In the wild, pandas rarely live 20 years, so it is not exactly a surprise if this furry celebrity doesn't always eat his meals on schedule. Here it was 2 p.m. and he was just getting to his 11 a.m. gruel. All this information goes into the Zoo's files.
"We've done 27 years of research on giant pandas," Hoage tells me. "As one of the world's preeminent research zoos, we are a leader in these studies. They provide a baseline for future research. It's exciting to know that we're helping to write the first chapter on zoo animal geriatric medicine."
"Geriatric" is the key word here. Since zoos tend to preserve animal life far beyond what would be expected in the wild, they see a lot of elderly animals. Here's Nancy, a 45-year-old elephant, peering expectantly into the doorway of her giant stall. She holds up her left front foot because she has a dangerous bone infection, osteomyelitis, in one of her toes, that could work its way up her leg. Three times a week she gets antibiotics intravenously, directed at the infected tissue with the aid of a specially designed elephant tourniquet, one of only two in the country.
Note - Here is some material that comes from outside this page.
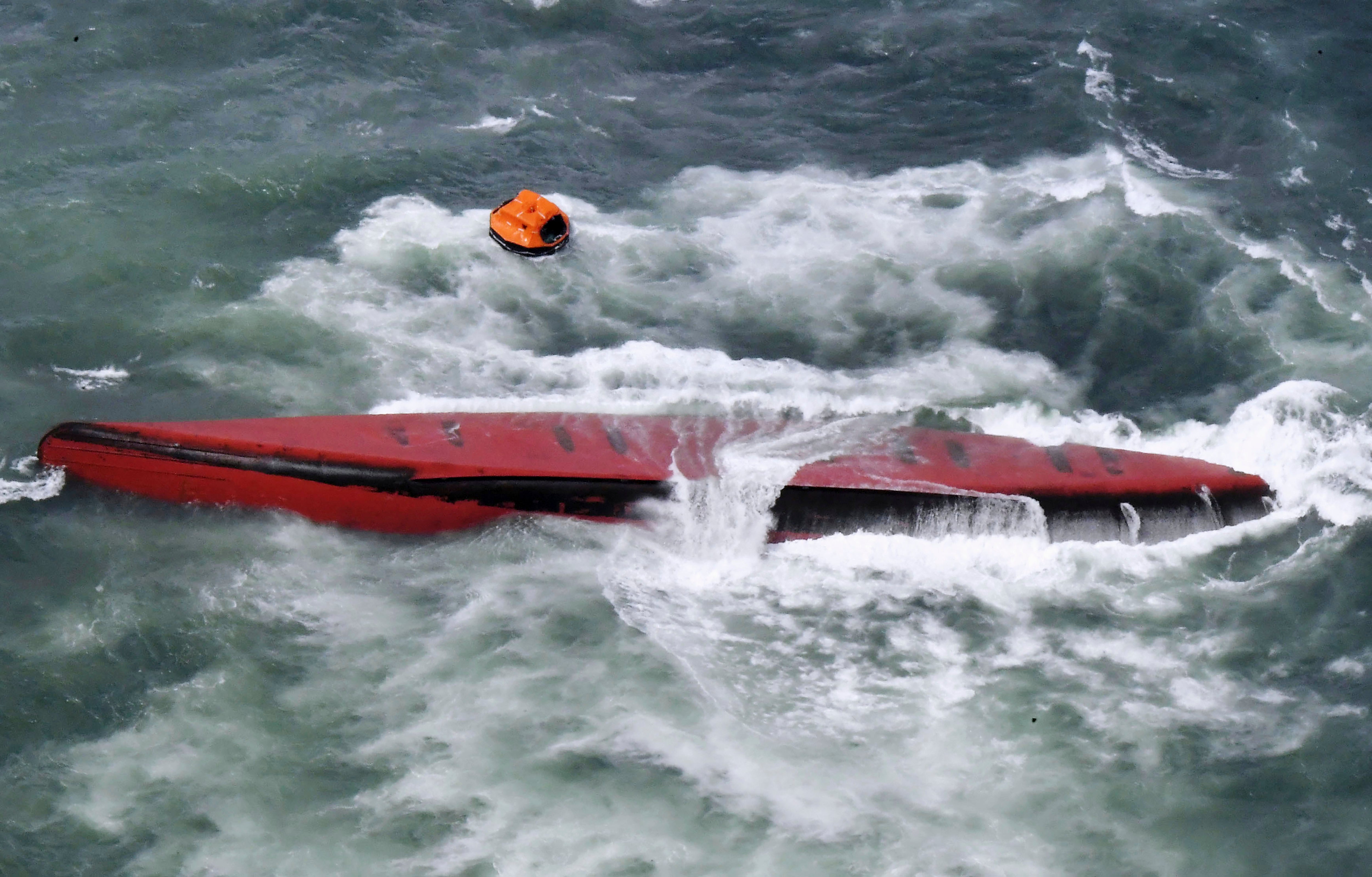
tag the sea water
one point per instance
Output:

It's not exactly a hot market item. But twice a day Marie Galloway, the head elephant caretaker, flushes out the wound and swabs it. Hoage and I get to watch inside the stall.
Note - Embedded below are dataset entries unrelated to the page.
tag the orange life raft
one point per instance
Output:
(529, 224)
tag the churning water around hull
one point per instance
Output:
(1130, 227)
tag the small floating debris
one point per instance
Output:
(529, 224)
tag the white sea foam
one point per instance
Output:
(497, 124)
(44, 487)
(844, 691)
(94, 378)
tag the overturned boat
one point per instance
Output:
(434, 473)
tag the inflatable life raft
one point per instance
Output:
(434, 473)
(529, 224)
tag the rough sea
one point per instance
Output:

First, Galloway takes a blood sample from the huge gray ear. Then she rolls in a large iron stool like the ones you see in the circus, and Nancy immediately puts her sore foot up on it. "She's anxious to get started," Galloway says. "We think it relieves the pain some."
Nancy stands there patiently. "She's a good girl," says Galloway. The elephant has been trained for such treatments. For one thing, elephants love order, and though she is the matriarch among the Zoo's elephants, Nancy recognizes a superior hierarchy of keepers and vets, and accepts their dominance. For another, she gets a steady rain of peanut-size biscuits, which she snuffles up skillfully.